C'est le week-end prochain que l'écolier de Goudourville sera propulsé au cœur du chapiteau de Monte-Carlo pour prendre part à la première édition d'un festival de cirque dédié aux jeunes artistes.

"Il arrivera sur place mardi. De mercredi à vendredi ce sont les répétitions. Samedi, il y a deux représentations et dimanche, c'est la remise des récompenses". Occupé qu'il sera par l'organisation du Salon du livre jeunesse, au même moment à la halle Jean-Baylet, Laurent Demaya, le grand Monsieur Loyal de Noël en cirque à Valence-d'Agen, ne sera pas aux côtés de Baptiste Raffy lors de son séjour monégasque qui le verra prendre part à la première édition du festival de cirque "New Generation".

A l'entendre décliner l'agenda de celui qu'il surnomme son "fils de cœur" - Baptiste est Mini M. Loyal sur la piste valencienne - il ne fait aucun doute qu'il l'accompagnera par la pensée. Déjà, lorsque Baptiste s'était rendu l'été dernier à Monaco avec ses parents, Fred et Patricia, pour rencontrer le directeur du Festival international du cirque, Urs Pilz, et que rien n'était sûr quant à la sélection du jeune goudourvillois, le directeur du centre de loisirs des Deux-Rives, à Gâches, lui avait adressé un message prémonitoire : "Baptiste, vise la lune, si tu n'y arrives pas, tu toucheras les étoiles".

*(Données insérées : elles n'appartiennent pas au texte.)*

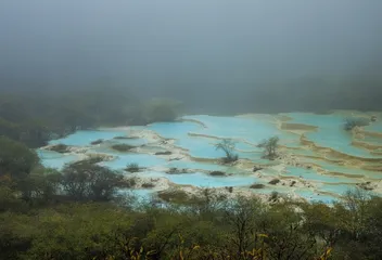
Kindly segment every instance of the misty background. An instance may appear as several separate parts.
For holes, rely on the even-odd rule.
[[[382,1],[0,2],[0,88],[195,113],[382,109]]]

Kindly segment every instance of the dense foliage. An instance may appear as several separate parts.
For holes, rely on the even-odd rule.
[[[113,88],[62,94],[0,93],[0,135],[37,147],[80,129],[175,120],[178,108],[171,100],[141,102]]]
[[[144,202],[118,193],[133,179],[97,158],[58,171],[29,148],[77,129],[174,120],[176,107],[106,90],[1,95],[0,259],[382,259],[382,199],[359,191],[332,206],[279,199],[277,192],[267,203],[227,199],[208,188]],[[266,154],[277,144],[268,140]],[[216,148],[237,159],[231,141]]]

"Avant la première édition de Noël en cirque, en 2009, Jacques Bousquet m'avait demandé de trouver un garçon pour incarner le personnage de la mise en piste du spectacle. Un enfant qui croyait encore au Père Noël et qui devait lui faire part de son rêve de cirque". Laurent Demaya s'apprêtait à faire le tour des enfants du mini-club de Gâches lorsque l'évidence lui est apparue. "Avec ma compagne, Corinne, nous sommes habitués à nous balader à Goudourville et, souvent, on s'arrête chez les parents de Baptiste, qui sont des amis. Lorsque je l'ai vu, à côté de moi, en train de jouer, je me suis dit que je tenais le candidat idéal". Le visage d'ange de Baptiste ne suffisait pas, il allait falloir vaincre sa timidité enfantine.

Un saut dans l'inconnu


Pour ce faire, le père de Baptiste, Fred, était enrôlé pour jouer le rôle d'un clown sur la piste valencienne et rester proche de lui. Puis Laurent Demaya allait user de quelques ficelles pour lui donner confiance. "J'ai 17 ans de théâtre derrière moi… La première année, alors qu'il n'avait que 5 ans, pour qu'il lise plus facilement son texte, je lui avais dessiné des pictogrammes".

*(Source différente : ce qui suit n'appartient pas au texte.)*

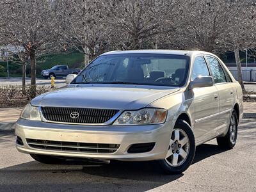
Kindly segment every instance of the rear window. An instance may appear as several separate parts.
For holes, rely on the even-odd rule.
[[[181,86],[186,81],[187,56],[127,54],[101,56],[72,83],[140,84]]]

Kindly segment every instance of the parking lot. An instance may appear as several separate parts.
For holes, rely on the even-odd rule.
[[[243,119],[233,150],[212,140],[198,147],[182,174],[162,174],[153,162],[109,164],[70,161],[44,164],[15,148],[10,131],[0,131],[0,191],[255,191],[256,119]]]
[[[21,85],[22,79],[19,77],[12,78],[0,78],[0,86],[4,85]],[[30,79],[26,78],[26,84],[30,84]],[[36,84],[39,86],[50,86],[51,79],[36,79]],[[57,77],[55,79],[55,86],[60,88],[66,84],[65,77]],[[245,89],[246,91],[256,92],[256,83],[255,84],[245,84]]]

L'aventure pouvait commencer et l'aplomb du Mini M. Loyal faire le reste, même si, à quelques jours du grand saut monégasque, l'appréhension se mêle à l'excitation : "Baptiste part un peu dans l'inconnu. Quand il a écrit à la princesse Stéphanie, il lui demandait simplement d'aller voir son cirque. Le voilà propulsé au centre de la piste. Qu'aura-t-il à faire ? Présenter des numéros, réciter un texte… il n'aura que trois jours pour enregistrer tout cela et sera confronté à des vrais enfants de la balle".

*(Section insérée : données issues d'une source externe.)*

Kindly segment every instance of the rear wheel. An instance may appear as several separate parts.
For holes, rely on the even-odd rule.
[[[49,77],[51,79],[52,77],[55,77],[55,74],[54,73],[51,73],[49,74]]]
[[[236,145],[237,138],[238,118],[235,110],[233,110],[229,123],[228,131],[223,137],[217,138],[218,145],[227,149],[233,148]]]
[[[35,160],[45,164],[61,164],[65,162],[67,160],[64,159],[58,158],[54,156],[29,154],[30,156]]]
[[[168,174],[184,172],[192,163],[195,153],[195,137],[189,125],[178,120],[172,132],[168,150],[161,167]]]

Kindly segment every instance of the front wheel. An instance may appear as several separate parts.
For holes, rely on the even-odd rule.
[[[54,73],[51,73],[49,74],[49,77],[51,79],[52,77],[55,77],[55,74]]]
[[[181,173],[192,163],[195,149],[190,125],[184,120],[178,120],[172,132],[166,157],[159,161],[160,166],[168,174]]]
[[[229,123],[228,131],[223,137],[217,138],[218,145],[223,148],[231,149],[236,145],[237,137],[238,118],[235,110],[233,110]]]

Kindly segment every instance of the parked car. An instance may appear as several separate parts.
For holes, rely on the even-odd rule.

"A Valence-d'Agen, nous l'entourons beaucoup. J'espère que le régisseur de Monte-Carlo saura être patient". Laurent Demaya garde, toutefois, confiance : "Il s'est rendu compte que même les artistes professionnels ont le trac avant d'entrer en piste. Et, en coulisse, la famille du cirque sait se serrer les coudes". Pour sûr, à la poursuite de son rêve de cirque, Baptiste Raffy a bien l'intention de ne pas rater son rendez-vous avec les étoiles.